Sense and Sensitivity: Just hang up on old friend
Dear Harriette: My best friend since childhood (we’re now adults with children) has the annoying habit of talking to other people while on the phone with me. I’m not stating that she must put the world on hold when we talk; however, I often ask whether she is busy when I call. She always says NO, even when I ask, are you sure?
When we talk, either at home or at work, she allows others to interrupt her constantly. I then have to repeat myself over and over because she says that she did not hear what I said.
Her teenage children are the worst. They talk to her as if she’s not even on the phone — and she talks to them as if she’s not on the phone with anyone, either. Help, what should I do about this problem? — Lyn, New York, N.Y.
Dear Lyn: Stop buying into her bad habit. Instead of stewing and continuing to repeat yourself again and again because your friend isn’t paying attention to you, end your conversation when the interruptions become too annoying. Tell her you have to go now. Say goodbye and hang up the phone. Do this every time you’ve had enough of the interruptions and before you become angry.

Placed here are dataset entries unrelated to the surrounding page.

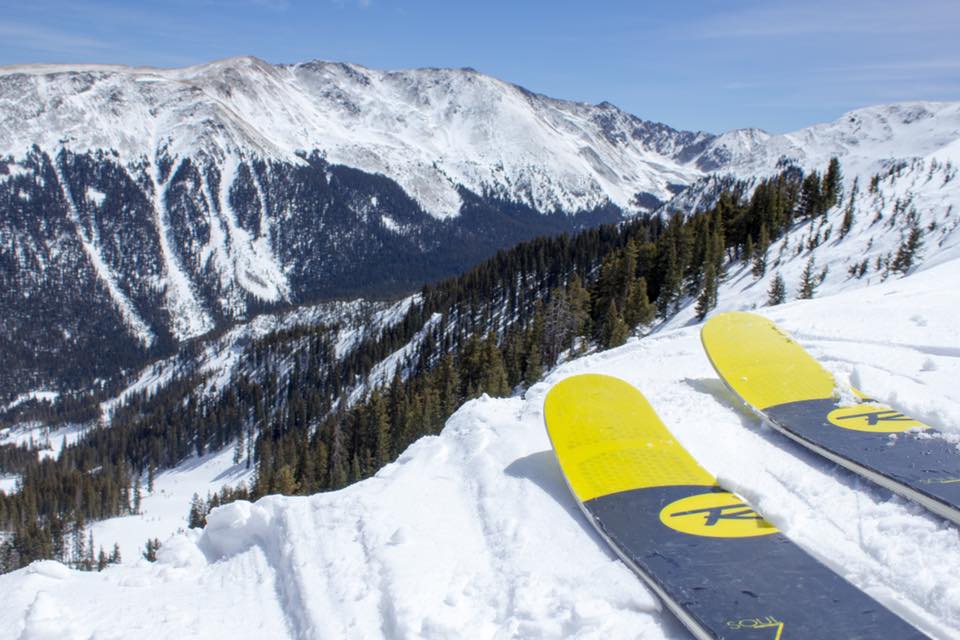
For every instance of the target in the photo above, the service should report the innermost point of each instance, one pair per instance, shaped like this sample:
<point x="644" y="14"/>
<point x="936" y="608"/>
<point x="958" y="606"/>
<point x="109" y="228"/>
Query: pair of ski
<point x="722" y="569"/>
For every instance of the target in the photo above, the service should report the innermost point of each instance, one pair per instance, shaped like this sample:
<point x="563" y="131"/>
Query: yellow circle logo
<point x="875" y="418"/>
<point x="715" y="515"/>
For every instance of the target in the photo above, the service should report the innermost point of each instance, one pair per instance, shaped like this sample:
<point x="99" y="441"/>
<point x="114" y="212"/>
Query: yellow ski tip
<point x="608" y="439"/>
<point x="761" y="363"/>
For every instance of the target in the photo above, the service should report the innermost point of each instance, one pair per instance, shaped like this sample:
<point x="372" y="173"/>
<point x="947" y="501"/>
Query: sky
<point x="711" y="65"/>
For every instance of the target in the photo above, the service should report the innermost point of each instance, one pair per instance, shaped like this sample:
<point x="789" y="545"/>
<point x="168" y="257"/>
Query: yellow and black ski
<point x="776" y="377"/>
<point x="722" y="569"/>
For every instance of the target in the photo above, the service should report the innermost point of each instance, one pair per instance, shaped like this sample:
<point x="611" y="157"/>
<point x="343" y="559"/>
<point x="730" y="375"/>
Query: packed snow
<point x="473" y="533"/>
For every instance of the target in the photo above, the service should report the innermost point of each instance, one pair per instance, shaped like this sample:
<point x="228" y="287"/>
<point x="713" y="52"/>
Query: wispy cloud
<point x="786" y="19"/>
<point x="49" y="40"/>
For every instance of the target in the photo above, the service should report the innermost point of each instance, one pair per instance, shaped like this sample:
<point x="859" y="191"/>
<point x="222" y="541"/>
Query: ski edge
<point x="936" y="507"/>
<point x="932" y="505"/>
<point x="686" y="619"/>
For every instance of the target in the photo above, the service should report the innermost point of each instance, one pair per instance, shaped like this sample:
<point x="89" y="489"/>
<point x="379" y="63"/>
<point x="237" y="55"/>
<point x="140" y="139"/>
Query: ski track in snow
<point x="473" y="533"/>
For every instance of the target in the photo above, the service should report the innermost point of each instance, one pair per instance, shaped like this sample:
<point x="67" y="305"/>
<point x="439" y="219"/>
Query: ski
<point x="722" y="569"/>
<point x="777" y="378"/>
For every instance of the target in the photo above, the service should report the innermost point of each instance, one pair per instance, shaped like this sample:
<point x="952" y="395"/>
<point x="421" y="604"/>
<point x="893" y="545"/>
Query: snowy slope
<point x="863" y="139"/>
<point x="428" y="129"/>
<point x="473" y="533"/>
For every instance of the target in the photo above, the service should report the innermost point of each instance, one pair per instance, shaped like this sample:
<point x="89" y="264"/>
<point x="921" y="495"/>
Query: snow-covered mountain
<point x="473" y="533"/>
<point x="142" y="207"/>
<point x="430" y="130"/>
<point x="174" y="202"/>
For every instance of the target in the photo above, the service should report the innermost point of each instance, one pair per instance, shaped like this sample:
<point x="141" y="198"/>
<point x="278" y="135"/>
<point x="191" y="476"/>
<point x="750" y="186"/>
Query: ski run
<point x="473" y="533"/>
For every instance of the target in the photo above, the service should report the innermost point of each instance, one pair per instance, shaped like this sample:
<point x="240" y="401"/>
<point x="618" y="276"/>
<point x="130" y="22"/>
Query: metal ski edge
<point x="934" y="506"/>
<point x="692" y="625"/>
<point x="942" y="509"/>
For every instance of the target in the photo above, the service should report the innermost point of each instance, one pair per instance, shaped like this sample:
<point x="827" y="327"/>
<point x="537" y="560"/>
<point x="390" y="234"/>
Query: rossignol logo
<point x="715" y="515"/>
<point x="768" y="622"/>
<point x="873" y="418"/>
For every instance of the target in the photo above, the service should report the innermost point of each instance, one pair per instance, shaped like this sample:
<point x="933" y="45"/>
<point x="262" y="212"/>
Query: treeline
<point x="494" y="329"/>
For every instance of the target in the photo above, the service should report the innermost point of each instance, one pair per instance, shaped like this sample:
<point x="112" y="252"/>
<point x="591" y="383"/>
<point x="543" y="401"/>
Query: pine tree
<point x="907" y="253"/>
<point x="832" y="184"/>
<point x="637" y="308"/>
<point x="494" y="379"/>
<point x="708" y="294"/>
<point x="808" y="281"/>
<point x="150" y="549"/>
<point x="615" y="330"/>
<point x="284" y="483"/>
<point x="760" y="256"/>
<point x="811" y="197"/>
<point x="579" y="299"/>
<point x="670" y="286"/>
<point x="137" y="495"/>
<point x="777" y="293"/>
<point x="197" y="517"/>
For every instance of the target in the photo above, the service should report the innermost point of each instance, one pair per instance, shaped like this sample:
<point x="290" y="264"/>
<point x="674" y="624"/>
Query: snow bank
<point x="473" y="533"/>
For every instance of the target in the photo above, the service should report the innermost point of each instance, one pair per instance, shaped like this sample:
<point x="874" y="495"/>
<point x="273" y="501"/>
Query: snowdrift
<point x="473" y="533"/>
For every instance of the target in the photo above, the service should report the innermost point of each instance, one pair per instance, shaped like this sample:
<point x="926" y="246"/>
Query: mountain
<point x="143" y="207"/>
<point x="375" y="557"/>
<point x="474" y="532"/>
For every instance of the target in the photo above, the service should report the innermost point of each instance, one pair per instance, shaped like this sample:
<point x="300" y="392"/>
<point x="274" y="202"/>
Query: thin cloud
<point x="812" y="18"/>
<point x="46" y="39"/>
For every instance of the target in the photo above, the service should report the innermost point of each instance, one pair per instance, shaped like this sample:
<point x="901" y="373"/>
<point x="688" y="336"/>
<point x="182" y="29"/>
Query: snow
<point x="164" y="511"/>
<point x="49" y="440"/>
<point x="90" y="240"/>
<point x="41" y="396"/>
<point x="473" y="533"/>
<point x="9" y="484"/>
<point x="428" y="129"/>
<point x="187" y="315"/>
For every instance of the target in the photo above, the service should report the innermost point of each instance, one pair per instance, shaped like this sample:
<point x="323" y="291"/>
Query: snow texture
<point x="473" y="532"/>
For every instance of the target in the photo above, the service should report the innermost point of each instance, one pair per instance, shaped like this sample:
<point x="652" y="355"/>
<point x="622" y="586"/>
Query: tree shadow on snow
<point x="542" y="469"/>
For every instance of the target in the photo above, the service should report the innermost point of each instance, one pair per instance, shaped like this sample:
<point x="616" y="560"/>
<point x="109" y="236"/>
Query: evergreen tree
<point x="811" y="197"/>
<point x="670" y="286"/>
<point x="579" y="299"/>
<point x="137" y="495"/>
<point x="808" y="281"/>
<point x="284" y="482"/>
<point x="150" y="549"/>
<point x="637" y="308"/>
<point x="907" y="252"/>
<point x="615" y="330"/>
<point x="494" y="379"/>
<point x="777" y="293"/>
<point x="760" y="256"/>
<point x="832" y="184"/>
<point x="708" y="294"/>
<point x="197" y="517"/>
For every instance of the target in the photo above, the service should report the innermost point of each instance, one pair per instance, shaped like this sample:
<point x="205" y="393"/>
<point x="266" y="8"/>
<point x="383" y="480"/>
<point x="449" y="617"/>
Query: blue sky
<point x="711" y="65"/>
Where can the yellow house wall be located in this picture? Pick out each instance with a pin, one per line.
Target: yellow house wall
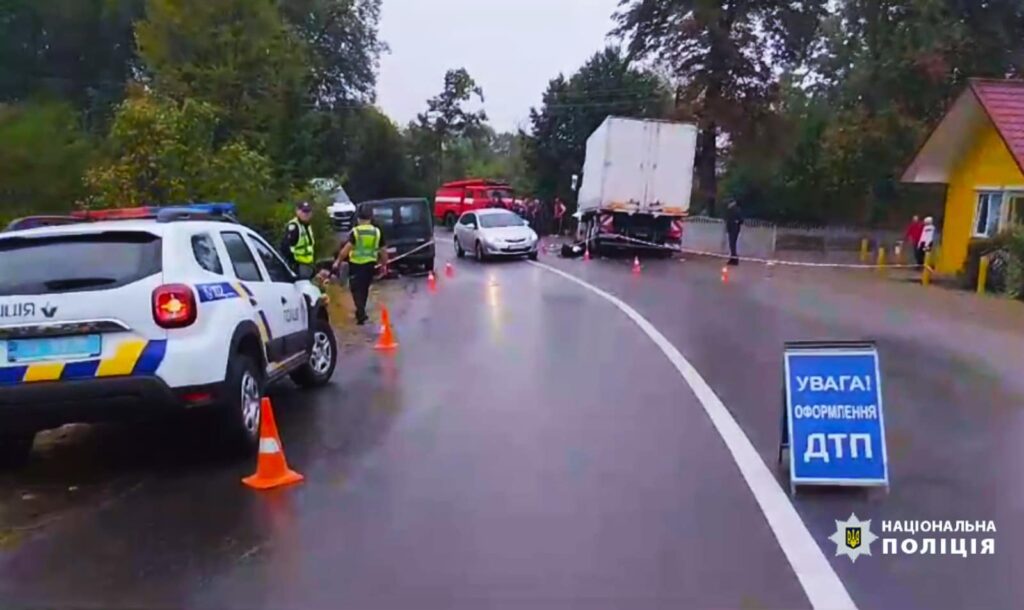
(988, 164)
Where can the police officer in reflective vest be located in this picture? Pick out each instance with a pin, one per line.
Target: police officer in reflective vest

In this way, you can control what you will endure. Your friend will eventually notice the two of you aren’t talking nearly as much. If she misses your company, she will probably reach out to ask what’s wrong. That will be your opportunity to explain that you don’t appreciate the constant interruptions while you two are conversing. Ask her — when she’s listening — to carve out time to talk specifically to you.
For all of us who are phone talkers and multitaskers, good manners make a big difference here. Do your best to say, “Excuse me for a moment while I handle x or y.” Then let the person on the other line know when you’re back with full attention to her or him. If you have to handle the multiple other things, end your call. Pledge to call back when you have more time to devote to that conversation.